CINEMA
SYNONYMES de Nadav Lapid : vous n’allez pas oublier la bombe Tom Mercier !
Lion d’Or à la Berlinale 2019, Synonymes du réalisateur Nadav Lapid est un des temps forts cinéma de cette année. Une proposition originale, charnelle et pleine d’énergie et de folie.
Yoav (Tom Mercier), jeune homme beau et baraqué, quitte Israël. Il ne veut plus jamais entendre parler de la terre où il a grandi ni même parler sa langue maternelle. Il arrive à Paris avec le rêve et la rage de s’en sortir. Squattant un appartement délaissé, il se retrouve nu et sans rien après qu’on lui ai pris le peu d’affaires dont il disposait. Un couple de jeunes voisins bourgeois de l’immeuble volent à son secours. Ils s’appellent Emile (Quentin Dolmaire) et Caroline (Louise Chevillotte). Lui est un rentier aspirant écrivain et elle est musicienne.
Emile est d’emblée fasciné par Yoav. Par son corps sublime, sa masculinité éclatante, son énergie et sa personnalité qui détonnent. Imprévisible, passionné, un peu fou aussi, le garçon raconte par surprises des histoires intimes et politiques qui ravivent la flamme endormie de l’écriture chez Emile. Ce dernier va devenir l’ami de Yoav et le suivre alors qu’il essaie de trouver sa place dans un Paris toujours en mouvement. Mais Caroline, sa copine, ne voit pas forcément d’un bon oeil cette amitié intense et teintée d’un désir inattendu du côté d’Emile…
C’est un film en forme de tourbillon. On en ressort un peu sonné et euphorique même si on n’est pas certain d’avoir tout compris et si le discours final est bien plus amer que ce à quoi on aurait pu s’attendre. Le réalisateur Nadav Lapid dynamite les genres, brouille les pistes en permanence, n’en finit plus de faire des propositions de cinéma à chaque scène, pour délivrer une oeuvre qui rappelle la liberté et le souffle de la Nouvelle Vague ou des meilleurs Godard. L’ensemble réussit la prouesse de mêler la chair à l’esprit, l’intime au politique, le banal à l’universel.

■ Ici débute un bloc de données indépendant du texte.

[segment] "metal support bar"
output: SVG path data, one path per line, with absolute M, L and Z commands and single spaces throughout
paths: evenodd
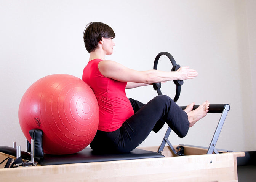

C’est très littéraire et ce n’est bien sûr pas un hasard, la langue française étant au centre du métrage alors que le personnage principal s’approprie avec gourmandise et un poil de frénésie de nouveaux mots et synonymes. Et plus il apprend, plus il s’affirme et plus il commence à déranger. A ce garçon en fuite s’oppose deux jeunes bourgeois en quête de frissons qui pourraient bien plus le vampiriser et le détruire qu’il ne le pense derrière leur allure de bienfaiteurs.
Si la langue est source de pouvoir, le corps l’est aussi et Nadav Lapid délivre ici une oeuvre follement sensuelle. Tom Mercier est une véritable bombe sexuelle qui dès les premières scènes présente son corps comme une arme magnétique. Son charme, sa puissance érotique et son tempérament de feu l’amènent à exploser les portes et les barrières et font tourner bien des têtes. Mais cette arme de séduction peut aussi facilement se retourner contre lui, l’abaisser, en faire un objet.
Synonymes est un de ces films dont on embrasse complètement la trajectoire de son personnage. On est dans sa tête, dans sa folie, on ressent ses émotions, ses pulsions. On le trouve drôle, captivant, brillant, fou, irrésistible, un peu dangereux. Il avance, à l’image de la mise en scène, à toute vitesse, en suivant son instinct.
Il y a pleins de films différents dans ce film. Les relations complexes à sa terre natale qui finit par nous dégoûter, la relation à la langue, la découverte d’une nouvelle ville et la soif d’une possible nouvelle vie, des mains tendues, des pulsions sauvages, des rapports de force, des liens familiaux, la galère d’un étranger à Paris qui se nourrit tous les jours de pâtes à la tomate, les différents visages de la fraternité…
Ici on a particulièrement aimé la forme, très vivante, agitée, et les éclats de sensualité qui rappellent parfois la tension sexuelle d’un Théorème de Pasolini. On n’est pas prêt d’oublier Tom Mercier, désirable de la tête aux pieds (avec une arme de destruction massive dans le slip qui plus est) , irradiant l’écran, cassant le cadre, nous hypnotisant avec sa voix. Si Synonymes et un petit choc de cinéma c’est aussi beaucoup grâce à lui.